The launch angle is 17 degrees and the length of the hole 250m. To reach a height of 250 tan 17 it would have to keep going in a straight line (so no gravity) for the entire distance.

haruspex said:
You have not posted a diagram, but I hope you drew one.
The launch angle is 17 degrees and the length of the hole 250m. To reach a height of 250 tan 17 it would have to keep going in a straight line (so no gravity) for the entire distance.
So dy isn't 250 tan 17...it's 0 because it lands on the ground. But then we have nothing to input into the equations?

gungo said:
But then we have nothing to input into the equations
Sure you do. Try it.

haruspex said:
Sure you do. Try it.
t:? t:? v2=v1+at ?=?+-9.8?
a:-9.8 a:0 d=v1(t)+1/2(a)(t)^2 0=?(?)+1/2(-9.8)(?)^2
vy1:? vx1:? d=v2(t)-1/2(a)(t)^2 0=?(?)-1/2(-9.8)(?)^2
vy2:? vx2:? d=(v1+v2/2)(t) 0= (?+?/2)(?)
I don't know what missing information I'm able to get from the two numbers given in the original question? I can't think of anything

Moderator note: Thread title changed to make it descriptive of the problem. Thread titles should not be overly generic! "Projectile motion" was far too generic.

gneill said:
Moderator note: Thread title changed to make it descriptive of the problem. Thread titles should not be overly generic! "Projectile motion" was far too generic.
whoops sorry

gungo said:
t:? t:? v2=v1+at ?=?+-9.8?
a:-9.8 a:0 d=v1(t)+1/2(a)(t)^2 0=?(?)+1/2(-9.8)(?)^2
vy1:? vx1:? d=v2(t)-1/2(a)(t)^2 0=?(?)-1/2(-9.8)(?)^2
vy2:? vx2:? d=(v1+v2/2)(t) 0= (?+?/2)(?)
I don't know what missing information I'm able to get from the two numbers given in the original question? I can't think of anything
Since you have the launch angle, the vertical requirements (d=0) give you a relationship between the initial speed and the flight time.
The horizontal requirements give you another relationship between them.
Solve the simultaneous equations.

## 1. What is projectile motion?

Projectile motion is the motion of an object through the air under the force of gravity. It follows a curved path known as a parabola.

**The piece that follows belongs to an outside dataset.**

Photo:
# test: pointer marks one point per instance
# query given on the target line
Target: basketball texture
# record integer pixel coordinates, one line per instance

## 2. How is golf ball velocity calculated?

Golf ball velocity is calculated by dividing the distance the ball travels by the time it takes to travel that distance. This can be done using a radar or launch monitor.

## 3. What factors affect the velocity of a golf ball?

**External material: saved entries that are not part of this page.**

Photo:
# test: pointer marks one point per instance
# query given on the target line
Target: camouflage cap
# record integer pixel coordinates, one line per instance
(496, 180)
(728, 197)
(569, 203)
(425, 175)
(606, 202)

The velocity of a golf ball can be affected by factors such as the force of the swing, the angle of the clubface, the loft of the club, and the air resistance or drag.

## 4. How can I determine the velocity needed to reach the green?

The velocity needed to reach the green can be determined by considering the distance to the green, the angle of the shot, and any obstacles or hazards in the way. This can also be calculated using physics equations and taking into account the launch angle and initial velocity.

## 5. What is the ideal velocity for a golf ball to reach the green?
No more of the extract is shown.